Washington, D.C., artist Renée Stout is known for exploring the vestiges of African cultural traditions in contemporary America. For many years, she has used alter ego Fatima Mayfield, a fictitious herbalist/fortuneteller, as a vehicle to role-play and confront issues such as romantic relationships, social ills, or financial woes in a way that is open, creative, and humorous. The exhibition focuses on the artist’s assumed role through an array of works in various media.
As Stout explains, “The common thread running through bodies of my work of the past several years is the continuing need for self-discovery and the need to understand and make sense of human motives and the way we relate and respond to each other.”
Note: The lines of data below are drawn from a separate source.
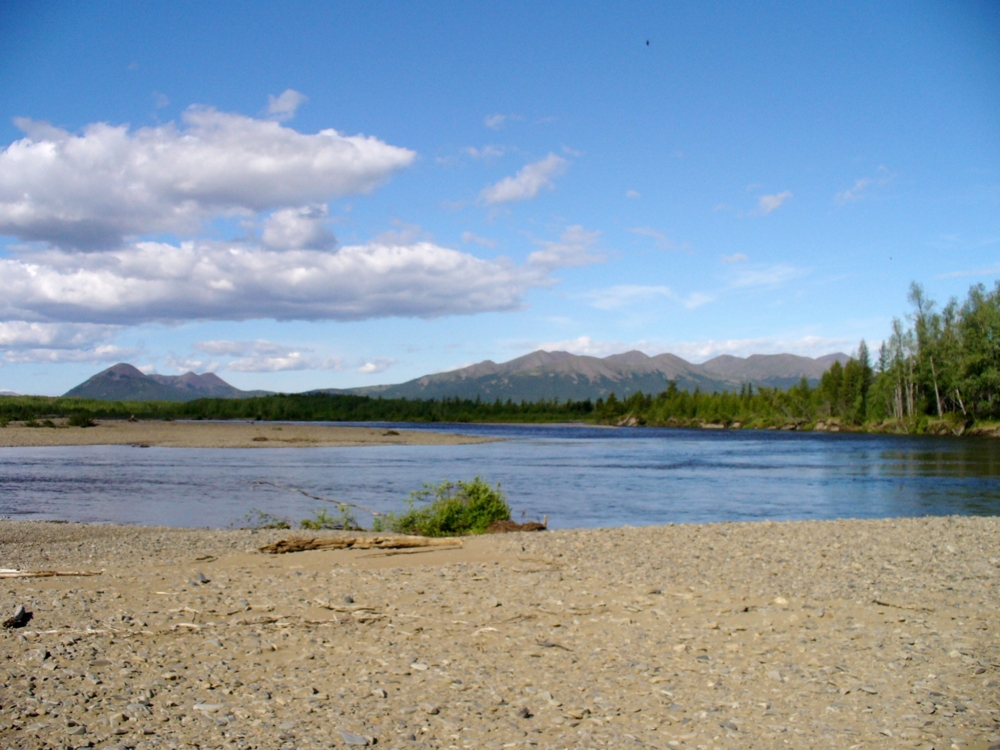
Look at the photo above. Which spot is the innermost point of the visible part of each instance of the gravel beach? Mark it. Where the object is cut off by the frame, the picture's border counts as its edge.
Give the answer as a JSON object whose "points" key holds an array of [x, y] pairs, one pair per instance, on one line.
{"points": [[222, 435], [838, 634]]}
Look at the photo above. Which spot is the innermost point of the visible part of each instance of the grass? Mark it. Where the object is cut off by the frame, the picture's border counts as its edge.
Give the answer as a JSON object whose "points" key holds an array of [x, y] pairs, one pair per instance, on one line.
{"points": [[449, 509]]}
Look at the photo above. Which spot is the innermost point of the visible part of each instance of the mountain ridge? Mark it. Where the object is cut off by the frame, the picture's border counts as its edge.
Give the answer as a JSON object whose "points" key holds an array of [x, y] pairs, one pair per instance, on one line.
{"points": [[125, 382], [562, 375]]}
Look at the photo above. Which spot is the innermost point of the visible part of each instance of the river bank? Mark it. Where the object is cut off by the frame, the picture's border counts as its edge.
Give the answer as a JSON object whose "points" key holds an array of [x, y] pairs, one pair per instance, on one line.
{"points": [[808, 634], [220, 435]]}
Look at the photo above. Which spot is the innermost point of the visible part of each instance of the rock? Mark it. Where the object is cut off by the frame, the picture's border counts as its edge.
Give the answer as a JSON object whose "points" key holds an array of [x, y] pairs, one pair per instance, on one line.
{"points": [[21, 618], [352, 739]]}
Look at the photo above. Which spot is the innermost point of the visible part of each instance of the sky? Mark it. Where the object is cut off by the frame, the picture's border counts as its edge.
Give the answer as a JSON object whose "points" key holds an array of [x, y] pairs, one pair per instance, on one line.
{"points": [[310, 195]]}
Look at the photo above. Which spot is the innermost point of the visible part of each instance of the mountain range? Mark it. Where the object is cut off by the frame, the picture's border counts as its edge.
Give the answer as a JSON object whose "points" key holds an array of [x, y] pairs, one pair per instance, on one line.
{"points": [[535, 376], [551, 375], [123, 382]]}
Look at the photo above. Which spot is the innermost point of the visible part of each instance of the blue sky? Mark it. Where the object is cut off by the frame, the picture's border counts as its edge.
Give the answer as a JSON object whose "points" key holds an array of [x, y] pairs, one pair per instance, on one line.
{"points": [[304, 195]]}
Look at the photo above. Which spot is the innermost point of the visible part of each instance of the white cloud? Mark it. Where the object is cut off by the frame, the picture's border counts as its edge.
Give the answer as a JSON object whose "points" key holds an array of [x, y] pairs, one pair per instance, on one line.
{"points": [[574, 248], [486, 152], [273, 363], [527, 183], [861, 187], [621, 295], [103, 353], [298, 229], [761, 277], [22, 334], [94, 189], [153, 281], [496, 122], [469, 237], [376, 365], [769, 203], [584, 346], [283, 106], [662, 241], [266, 356]]}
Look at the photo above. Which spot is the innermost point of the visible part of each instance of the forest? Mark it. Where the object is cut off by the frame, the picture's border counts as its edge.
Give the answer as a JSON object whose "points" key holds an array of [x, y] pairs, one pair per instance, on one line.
{"points": [[938, 371]]}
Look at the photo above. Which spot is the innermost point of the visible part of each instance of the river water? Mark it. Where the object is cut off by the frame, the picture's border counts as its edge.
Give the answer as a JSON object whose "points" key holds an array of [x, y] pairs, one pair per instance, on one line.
{"points": [[577, 476]]}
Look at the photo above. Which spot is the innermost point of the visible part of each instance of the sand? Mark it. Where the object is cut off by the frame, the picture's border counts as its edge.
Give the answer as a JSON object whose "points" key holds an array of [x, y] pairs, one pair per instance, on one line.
{"points": [[838, 634], [222, 435]]}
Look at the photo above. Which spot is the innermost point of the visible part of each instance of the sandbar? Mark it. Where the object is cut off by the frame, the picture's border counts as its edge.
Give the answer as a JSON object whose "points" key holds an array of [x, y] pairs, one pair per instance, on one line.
{"points": [[820, 634], [197, 434]]}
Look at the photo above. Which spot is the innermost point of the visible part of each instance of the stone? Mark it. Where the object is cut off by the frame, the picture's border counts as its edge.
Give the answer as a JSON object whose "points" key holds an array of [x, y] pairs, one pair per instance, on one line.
{"points": [[353, 739], [20, 618]]}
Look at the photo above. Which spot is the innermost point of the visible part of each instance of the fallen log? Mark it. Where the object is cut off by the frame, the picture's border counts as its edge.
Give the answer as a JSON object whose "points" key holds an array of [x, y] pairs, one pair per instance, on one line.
{"points": [[305, 544], [8, 573]]}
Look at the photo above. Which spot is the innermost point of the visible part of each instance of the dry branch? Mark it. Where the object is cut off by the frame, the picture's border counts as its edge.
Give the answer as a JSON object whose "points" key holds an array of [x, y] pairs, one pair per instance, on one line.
{"points": [[47, 573], [317, 497], [304, 544]]}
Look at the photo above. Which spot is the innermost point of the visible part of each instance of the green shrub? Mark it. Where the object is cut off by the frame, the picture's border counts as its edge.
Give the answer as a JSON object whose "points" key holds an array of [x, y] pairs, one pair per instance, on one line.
{"points": [[322, 520], [452, 508]]}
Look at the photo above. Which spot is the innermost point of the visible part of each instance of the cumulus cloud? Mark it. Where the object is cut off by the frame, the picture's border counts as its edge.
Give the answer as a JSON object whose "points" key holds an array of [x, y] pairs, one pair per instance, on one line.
{"points": [[621, 295], [469, 237], [283, 106], [862, 186], [662, 241], [273, 362], [94, 189], [298, 229], [574, 248], [486, 152], [103, 353], [198, 280], [22, 334], [497, 122], [376, 365], [769, 203], [764, 277], [527, 183]]}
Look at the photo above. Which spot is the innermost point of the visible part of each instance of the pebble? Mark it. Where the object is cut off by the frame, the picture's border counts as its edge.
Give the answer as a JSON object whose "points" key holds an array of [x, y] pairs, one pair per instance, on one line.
{"points": [[860, 645]]}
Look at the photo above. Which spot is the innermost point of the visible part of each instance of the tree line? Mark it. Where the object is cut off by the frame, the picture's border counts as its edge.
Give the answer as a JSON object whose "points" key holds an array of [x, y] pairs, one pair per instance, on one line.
{"points": [[938, 370]]}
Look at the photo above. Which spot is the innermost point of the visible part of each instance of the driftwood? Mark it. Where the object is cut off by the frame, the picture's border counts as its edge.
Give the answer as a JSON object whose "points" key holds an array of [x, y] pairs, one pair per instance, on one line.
{"points": [[503, 527], [316, 497], [304, 544], [7, 573]]}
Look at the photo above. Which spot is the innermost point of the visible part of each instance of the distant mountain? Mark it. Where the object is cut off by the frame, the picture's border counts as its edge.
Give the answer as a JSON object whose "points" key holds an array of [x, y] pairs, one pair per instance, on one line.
{"points": [[123, 382], [562, 375]]}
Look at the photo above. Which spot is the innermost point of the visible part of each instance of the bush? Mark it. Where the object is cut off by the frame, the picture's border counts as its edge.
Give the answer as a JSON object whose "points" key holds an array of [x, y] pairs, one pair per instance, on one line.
{"points": [[454, 508]]}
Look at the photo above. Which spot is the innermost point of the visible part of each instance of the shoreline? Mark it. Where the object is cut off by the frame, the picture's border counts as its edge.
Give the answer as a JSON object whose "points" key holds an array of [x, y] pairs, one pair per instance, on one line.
{"points": [[870, 633], [204, 434]]}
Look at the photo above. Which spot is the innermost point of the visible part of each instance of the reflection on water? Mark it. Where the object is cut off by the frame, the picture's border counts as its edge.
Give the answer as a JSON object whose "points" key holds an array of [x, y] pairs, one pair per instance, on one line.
{"points": [[578, 476]]}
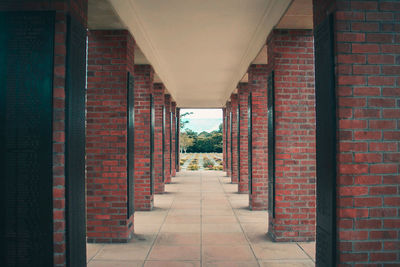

Renée Stout grew up in Pittsburgh, Pennsylvania and received her BFA from Carnegie Mellon University in 1980. Originally trained as a painter, she moved to Washington, D.C. in 1985 where she began to explore the spiritual roots of her African-American heritage through her work. Her exhibition history includes solo shows at Hemphill Fine Arts in Washington, D.C.; The Ogden Museum of Southern Art in New Orleans, LA; David Beitzel Gallery in New York, NY and the Pittsburgh Center for the Arts in Pittsburgh, PA.
Stout has been included in group exhibitions at The Andy Warhol Museum in Pittsburgh, PA; The Reginald F. Lewis Museum in Baltimore, MD; the High Museum of Art in Atlanta, GA; and Smithsonian American Art Museum in Washington, D.C.; among several others. She has been the recipient of awards from The Pollock-Krasner Foundation, the Joan Mitchell Foundation, the Bader Fund, The Louis Comfort Tiffany Foundation and the High Museum’s Driskell Prize. Most recently, Renée Stout received the 2012 Janet and Walter Sondheim Artscape Prize.
The exhibition was organized by the Halsey Institute of Contemporary Art, College of Charleston School of the Arts, in collaboration with Spelman College Museum of Fine Arts and the Ruth and Elmer Wellin Museum of Art, Hamilton College.